(Reuters) -A federal employees' union on Sunday asked a federal judge to order the Trump administration to fund the top U.S. consumer watchdog, weeks after the agency said its cash could run out by year's end.
In a court filing, lawyers for the National Treasury Employees Union and other plaintiffs disputed officials' claim that they cannot legally fund the Consumer Financial Protection Bureau.
President Donald Trump has sought to dismantle the CFPB since he took office in January and installed Russell Vought, his budget director, as the acting head of the agency. While Vought's effort to fire the vast majority of its employees is tied up in litigation, he has successfully shut down most of the CFPB's activities.

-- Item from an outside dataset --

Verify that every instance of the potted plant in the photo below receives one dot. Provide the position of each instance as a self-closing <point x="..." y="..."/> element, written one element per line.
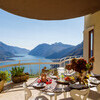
<point x="4" y="77"/>
<point x="18" y="75"/>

Unlike most federal agencies that receive funding from congressional appropriations, the CFPB draws its funding from the Federal Reserve, a structure intended to give it more independence from political budget battles.
Earlier this month, the bureau under Vought's leadership told the court it could not request more money from the Fed because the law that authorized it specified the funds must come from the central bank's "combined earnings." Since the Fed has been operating at a loss, the filing argued, there are no earnings available.
In Sunday's motion, the union said that interpretation "cannot be squared with the text, purpose, or history of the statute" and accused the government of attempting to sidestep a previous injunction barring the total elimination of the CFPB.
The U.S. Supreme Court last year found the bureau's funding structure constitutional.